Maka dapat dikenai sanksi perdata berupa mengganti kerugian yang diderita pasien baik
kerugian materil maupun imateril.
3. Sanksi Pidana
Terapis gigi dan mulut dalam melaksanakan tugas profesi bekerja diluar
kompetensi/kewenangan dan menyebabkan luka/cacat/kematian pada pasien dapat
dikakatan melakukan tindak pidana (memenuhi unsur kelalaian berat) dan mendapatkan
sanksi sesuai dengan :
Pasal 360 KUHP
“Barang siapa karena kesalahannya (kealpaannya) menyebabkan orang lain mendapat luka
– luka berat,diancam dengan pidana penjara paling lama lima tahun atau pidana kurungan
paling lama satu tahun”
Pasal 359 KUHP
“Barang siapa karena kesalahannya (kealpaannya) menyebabkan orang lain mati, diancam
dengan pidana penjara paling lama lima tahun atau pidana kurungan paling lama satu
tahun”
G. PENUTUP
Tenaga Kesehatan khususnya terapis gigi dan mulut merupakan tenaga profesional yang
menjalankan tugas profesi sesuai dengan standar profesi, standar operasional prosedur, hak
pengguna pelayanan dan peraturan perundang – undangan. Sepanjang terapis gigi dan mulut
melaksanakan tugas sesuai dengan standar profesi, standar operasional prosedur, hak
pengguna pelayanan dan peraturan perundang – undangan maka terapis gigi dan mulut
mendapatkan perlindungan hukum berdasarkan ketentuan perundang- undangan. Akan
tetapi jika terapis gigi dan mulut bekerja tidak sesuai dengan standar profesi, standar
operasional prosedur, hak pengguna pelayanan dan peraturan perundang – undangan maka
akan terjadi malpraktik etik maupun malpraktik hukum dan dapat dikenakan sanksi etik atau
sanksi hukum. Misalnya terapis gigi dan mulut bekerja tanpa memiliki STRTGM dan SIPTGM,
melakukan kelalaian medis dan bekerja tidak sesuai dengan kompetensi atau kewenangan.

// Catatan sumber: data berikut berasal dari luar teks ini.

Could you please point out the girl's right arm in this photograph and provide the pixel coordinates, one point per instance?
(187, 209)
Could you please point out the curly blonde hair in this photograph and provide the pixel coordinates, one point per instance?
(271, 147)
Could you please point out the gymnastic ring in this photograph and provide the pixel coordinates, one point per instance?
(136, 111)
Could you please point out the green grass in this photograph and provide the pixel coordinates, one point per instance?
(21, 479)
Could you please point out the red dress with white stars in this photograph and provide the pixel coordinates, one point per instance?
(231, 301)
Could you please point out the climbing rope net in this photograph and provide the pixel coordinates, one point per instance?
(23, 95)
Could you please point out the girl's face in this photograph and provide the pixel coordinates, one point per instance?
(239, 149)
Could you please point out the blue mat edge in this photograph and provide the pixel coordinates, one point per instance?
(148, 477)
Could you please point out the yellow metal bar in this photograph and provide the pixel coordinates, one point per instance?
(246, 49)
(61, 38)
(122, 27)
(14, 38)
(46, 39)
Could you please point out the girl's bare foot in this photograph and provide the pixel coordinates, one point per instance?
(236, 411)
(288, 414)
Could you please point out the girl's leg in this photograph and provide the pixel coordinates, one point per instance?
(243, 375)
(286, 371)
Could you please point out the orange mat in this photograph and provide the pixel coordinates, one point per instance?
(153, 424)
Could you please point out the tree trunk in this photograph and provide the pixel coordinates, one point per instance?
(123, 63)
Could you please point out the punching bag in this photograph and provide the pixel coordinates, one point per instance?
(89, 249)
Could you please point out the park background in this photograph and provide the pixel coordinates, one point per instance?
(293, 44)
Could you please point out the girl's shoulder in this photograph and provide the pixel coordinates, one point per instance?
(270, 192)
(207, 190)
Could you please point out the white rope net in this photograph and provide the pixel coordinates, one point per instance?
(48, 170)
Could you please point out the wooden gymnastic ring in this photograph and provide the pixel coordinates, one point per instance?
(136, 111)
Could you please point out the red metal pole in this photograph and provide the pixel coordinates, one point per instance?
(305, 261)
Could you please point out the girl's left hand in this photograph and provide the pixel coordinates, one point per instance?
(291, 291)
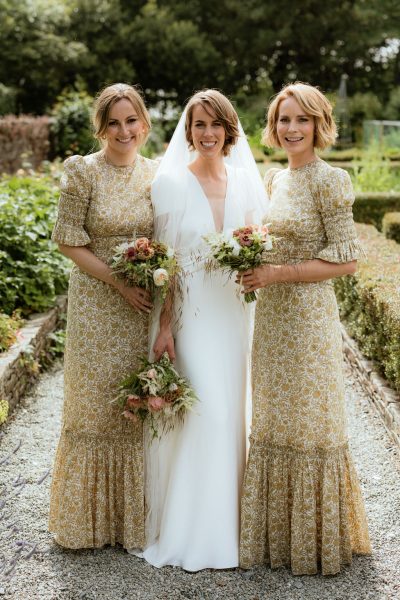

Bekerja diluar kompetensi atau bekerja tidak sesuai kewenangan merupakan salah satu
tindakan malpraktik medik. Agar terhindar dari sanksi hukum ataupun tuntutan pasien maka
terapis gigi dan mulut sebaiknya bekerja sesuai dengan etika profesi dan ketentuan perundang
– undangan khususnya Peraturan Menteri Kesehatan Nomor 20 Tahun 2016 tentang Izin dan
Penyelenggaraan Terapis Gigi dan Mulut.